= Charter of Liberties and Privileges =

The Charter of Liberties and Privileges was an act passed by the New York General Assembly during its first session in 1683 that laid out the political organization of the colony, set up the procedures for election to the assembly, created 12 counties, and guaranteed certain individual rights for the colonists. The colony operated under the Charter until May 1686 when Thomas Dongan, the governor of New York, received instructions from King James II that New York would be assimilated into the Dominion of New England. After the Glorious Revolution William III and Mary II appointed a new governor, who convened the colonial assembly on April 5, 1691.

== Background ==

James, the Duke of York and the colonial proprietor of New York, was in exile in Brussels and Edinburgh from 1679 to 1681 during the Exclusion Crisis. Upon his return to England, he appointed Dongan to succeed Edmund Andros as governor of New York. Dongan's instructions, which were sealed by James on January 27, 1683, specifically directed Dongan to hold elections for a colonial assembly. Several factors contributed to James decision to extend representative government to his colony.
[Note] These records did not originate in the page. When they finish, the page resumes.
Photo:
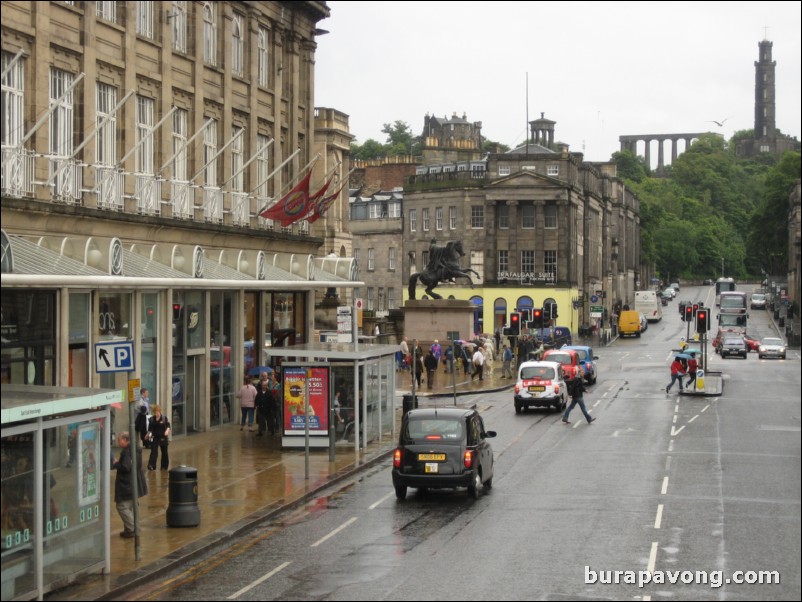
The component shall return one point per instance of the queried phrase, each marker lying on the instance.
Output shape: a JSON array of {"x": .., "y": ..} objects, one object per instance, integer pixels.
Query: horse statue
[{"x": 443, "y": 266}]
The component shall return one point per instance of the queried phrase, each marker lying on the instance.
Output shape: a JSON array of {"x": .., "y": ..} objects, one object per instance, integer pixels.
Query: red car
[{"x": 569, "y": 359}]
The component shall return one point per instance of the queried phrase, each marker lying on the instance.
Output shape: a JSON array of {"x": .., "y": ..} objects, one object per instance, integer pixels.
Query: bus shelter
[
  {"x": 361, "y": 378},
  {"x": 56, "y": 464}
]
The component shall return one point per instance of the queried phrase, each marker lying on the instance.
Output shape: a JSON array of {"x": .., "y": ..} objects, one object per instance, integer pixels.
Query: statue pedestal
[{"x": 430, "y": 319}]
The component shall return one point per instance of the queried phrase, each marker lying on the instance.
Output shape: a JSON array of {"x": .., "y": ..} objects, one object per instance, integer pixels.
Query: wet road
[{"x": 690, "y": 488}]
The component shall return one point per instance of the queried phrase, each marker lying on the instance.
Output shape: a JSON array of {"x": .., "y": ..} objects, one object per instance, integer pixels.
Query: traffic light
[{"x": 702, "y": 320}]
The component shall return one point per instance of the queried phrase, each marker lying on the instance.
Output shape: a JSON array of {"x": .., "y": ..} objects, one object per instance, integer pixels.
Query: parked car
[
  {"x": 733, "y": 345},
  {"x": 540, "y": 384},
  {"x": 569, "y": 360},
  {"x": 586, "y": 360},
  {"x": 443, "y": 448},
  {"x": 771, "y": 347},
  {"x": 757, "y": 301}
]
First, James was operating from a position of political weakness in England. He had been forced into exile by fears surrounding his succession and, although his brother Charles II had largely assuaged the fears of the exclusionists, there was still general popular uneasiness with his Catholicism.

Second, the early 1680s were a time when legal opinions were generally in favor of the independence of local assemblies. In 1677 the Lords of Trade had tried to restrict the Jamaica assembly by writing Poynings' Law into the governor's commission. This would essentially reduce the Jamaica assembly – as Poynings' Law had reduced the Irish Parliament – to merely approving laws initiated in the English Parliament with no original powers of its own. In response, William Jones – the attorney general of England – issued an opinion holding that the people of Jamaica could only be governed by laws made there under the King's authority.
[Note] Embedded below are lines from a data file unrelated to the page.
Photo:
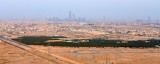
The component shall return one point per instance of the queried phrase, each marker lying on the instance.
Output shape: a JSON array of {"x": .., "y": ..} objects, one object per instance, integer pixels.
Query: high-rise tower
[{"x": 70, "y": 15}]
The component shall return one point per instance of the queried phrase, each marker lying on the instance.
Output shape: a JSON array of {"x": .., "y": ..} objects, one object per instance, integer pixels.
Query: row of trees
[{"x": 41, "y": 40}]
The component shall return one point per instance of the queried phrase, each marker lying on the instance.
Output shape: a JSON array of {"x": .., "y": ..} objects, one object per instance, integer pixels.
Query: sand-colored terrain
[
  {"x": 106, "y": 55},
  {"x": 12, "y": 55}
]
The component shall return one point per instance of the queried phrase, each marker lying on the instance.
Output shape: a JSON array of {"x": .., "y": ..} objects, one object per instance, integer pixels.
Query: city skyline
[{"x": 114, "y": 10}]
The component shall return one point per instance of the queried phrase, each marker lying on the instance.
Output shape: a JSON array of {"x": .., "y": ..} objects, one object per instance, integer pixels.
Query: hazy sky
[{"x": 115, "y": 9}]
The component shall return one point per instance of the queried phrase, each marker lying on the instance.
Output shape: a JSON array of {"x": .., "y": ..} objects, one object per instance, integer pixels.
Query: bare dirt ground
[
  {"x": 93, "y": 55},
  {"x": 12, "y": 55}
]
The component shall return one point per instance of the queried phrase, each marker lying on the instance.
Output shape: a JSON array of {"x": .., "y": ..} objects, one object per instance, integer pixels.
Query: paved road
[{"x": 55, "y": 59}]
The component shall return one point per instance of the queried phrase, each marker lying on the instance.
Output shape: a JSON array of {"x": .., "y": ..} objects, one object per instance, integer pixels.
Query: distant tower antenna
[{"x": 70, "y": 15}]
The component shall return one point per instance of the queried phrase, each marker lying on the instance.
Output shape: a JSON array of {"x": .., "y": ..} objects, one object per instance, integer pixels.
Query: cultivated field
[{"x": 86, "y": 55}]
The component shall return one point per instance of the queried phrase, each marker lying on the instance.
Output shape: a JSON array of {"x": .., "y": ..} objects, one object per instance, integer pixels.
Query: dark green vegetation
[{"x": 41, "y": 40}]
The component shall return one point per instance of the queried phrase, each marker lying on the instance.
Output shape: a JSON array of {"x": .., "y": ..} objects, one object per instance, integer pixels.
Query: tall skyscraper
[
  {"x": 149, "y": 19},
  {"x": 70, "y": 15}
]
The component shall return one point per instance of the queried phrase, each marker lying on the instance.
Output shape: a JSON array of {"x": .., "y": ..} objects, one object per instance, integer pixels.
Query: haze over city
[
  {"x": 90, "y": 9},
  {"x": 79, "y": 32}
]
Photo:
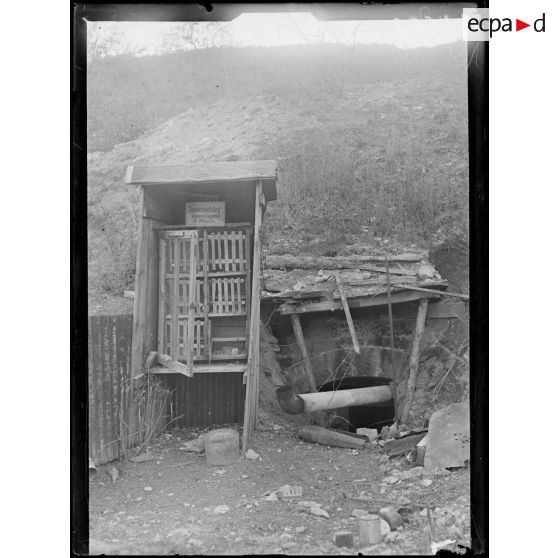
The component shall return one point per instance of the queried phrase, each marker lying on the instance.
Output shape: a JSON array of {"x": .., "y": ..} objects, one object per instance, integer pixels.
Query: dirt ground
[{"x": 168, "y": 505}]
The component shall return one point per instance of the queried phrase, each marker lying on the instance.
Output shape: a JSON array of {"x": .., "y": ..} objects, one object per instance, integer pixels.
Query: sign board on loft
[{"x": 205, "y": 214}]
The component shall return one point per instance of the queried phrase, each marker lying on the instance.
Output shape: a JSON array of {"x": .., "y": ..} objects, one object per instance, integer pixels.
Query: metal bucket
[{"x": 222, "y": 446}]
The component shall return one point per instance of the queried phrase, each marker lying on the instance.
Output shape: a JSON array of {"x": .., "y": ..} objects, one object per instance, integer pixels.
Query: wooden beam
[
  {"x": 253, "y": 369},
  {"x": 355, "y": 302},
  {"x": 392, "y": 343},
  {"x": 347, "y": 313},
  {"x": 339, "y": 262},
  {"x": 203, "y": 369},
  {"x": 414, "y": 360},
  {"x": 443, "y": 293},
  {"x": 299, "y": 337},
  {"x": 138, "y": 327}
]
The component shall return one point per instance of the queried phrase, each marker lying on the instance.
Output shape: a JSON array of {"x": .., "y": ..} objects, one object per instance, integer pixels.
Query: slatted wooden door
[{"x": 178, "y": 254}]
Third, New York was suffering from poor economic and political conditions in the early 1680s. As a result of these problems, Dongan was presented with a petition for representative government by the people of East Hampton upon his arrival in the summer of 1683. Although this petition could not have directly influenced James' decision to allow for an assembly (since he had issued the instructions more than 6 months earlier), it is indicative of the general feeling of unrest in the colony at the time.
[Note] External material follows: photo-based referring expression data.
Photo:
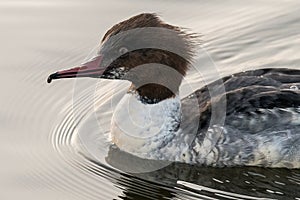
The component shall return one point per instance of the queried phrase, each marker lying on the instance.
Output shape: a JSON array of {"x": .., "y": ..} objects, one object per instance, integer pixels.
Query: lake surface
[{"x": 54, "y": 137}]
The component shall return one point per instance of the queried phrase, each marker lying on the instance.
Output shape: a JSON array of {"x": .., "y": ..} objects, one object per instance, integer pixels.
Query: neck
[
  {"x": 141, "y": 128},
  {"x": 152, "y": 93}
]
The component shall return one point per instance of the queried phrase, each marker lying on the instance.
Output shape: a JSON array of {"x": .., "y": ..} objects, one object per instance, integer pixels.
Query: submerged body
[{"x": 252, "y": 120}]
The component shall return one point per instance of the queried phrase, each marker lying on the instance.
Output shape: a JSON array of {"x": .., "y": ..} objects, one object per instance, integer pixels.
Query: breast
[{"x": 137, "y": 128}]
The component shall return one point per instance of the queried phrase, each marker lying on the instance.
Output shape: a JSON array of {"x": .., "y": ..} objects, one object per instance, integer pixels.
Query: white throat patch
[{"x": 138, "y": 127}]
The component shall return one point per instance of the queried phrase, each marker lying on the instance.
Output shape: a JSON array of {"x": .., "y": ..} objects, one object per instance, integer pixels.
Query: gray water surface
[{"x": 54, "y": 137}]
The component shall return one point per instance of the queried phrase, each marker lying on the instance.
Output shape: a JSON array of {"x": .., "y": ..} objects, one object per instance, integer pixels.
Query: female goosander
[{"x": 261, "y": 108}]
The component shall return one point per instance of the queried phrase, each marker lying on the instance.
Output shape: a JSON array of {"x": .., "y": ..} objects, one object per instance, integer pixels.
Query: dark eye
[{"x": 123, "y": 50}]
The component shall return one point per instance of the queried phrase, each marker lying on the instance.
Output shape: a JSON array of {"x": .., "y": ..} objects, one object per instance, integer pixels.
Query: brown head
[{"x": 140, "y": 50}]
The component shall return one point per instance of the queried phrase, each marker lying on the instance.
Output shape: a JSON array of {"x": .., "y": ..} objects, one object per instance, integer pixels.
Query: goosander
[{"x": 261, "y": 108}]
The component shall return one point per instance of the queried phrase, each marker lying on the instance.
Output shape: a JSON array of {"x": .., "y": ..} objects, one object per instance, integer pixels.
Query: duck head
[{"x": 150, "y": 53}]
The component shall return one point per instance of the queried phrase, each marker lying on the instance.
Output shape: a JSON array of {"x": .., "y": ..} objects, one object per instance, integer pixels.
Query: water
[{"x": 53, "y": 142}]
These factors, combined with the fact that every other colony had a local assembly, convinced James that the calling of an assembly was the only way to ensure stability and prosperity in the New York. In addition, recent struggles in Pennsylvania and New Jersey in which the colonial assemblies in those colonies asserted their right to representative government and to certain individual liberties informed the subsequent actions of the New York Assembly. Viewed in this light, the passing of the Charter is another instance of colonists attempting to carve out more space for themselves in their relationship with their proprietor.

== Approval and Revocation ==

The Charter was approved by Dongan and his council, and on October 31, 1683, it was published by voice at City Hall. A year later, James had signed the Charter in England, but the death of Charles II and James's ascension to the throne caused the Charter never to be delivered to New York.

Instead, James was convinced – from his new perspective as sovereign – that the Charter gave colonists in New York rights and privileges that were too broad. The investment of legislative authority in the governor, council, and "people" in the general assembly, for instance, was broader than in other colonies. Further, James felt that the Charter made the governor too dependent on his council, and that the insistence on triennial legislatures put a greater obligation on that government than on any other colonial one.

As a result, James did not confirm the Charter. Instead, he assimilated New York into the newly formed Dominion of New England under Governor Edmund Andros. However, it was not until May 1686 that Dongan received a new set of instructions declaring that the Charter be disallowed. In the interim, the colony operated as if the Charter were in place, with the assembly meeting for a total of three times. Upon receipt of his new instructions, Dongan read them to his council but not to the assembly, which was not called again.

== Effects of the Glorious Revolution ==

In 1689, after word that James had been overthrown reached the colonies, Bostonians rose up and overthrew Andros, and New Yorkers – led eventually by Jacob Leisler – rose up and took control of the colony from Lieutenant Governor Nicholson. By 1691 William and Mary had appointed Henry Sloughter as the new governor, and he convened a new assembly which enacted "An act for declaring what are the rights and privileges of their Magesties' subjects inhabiting within the province of New York."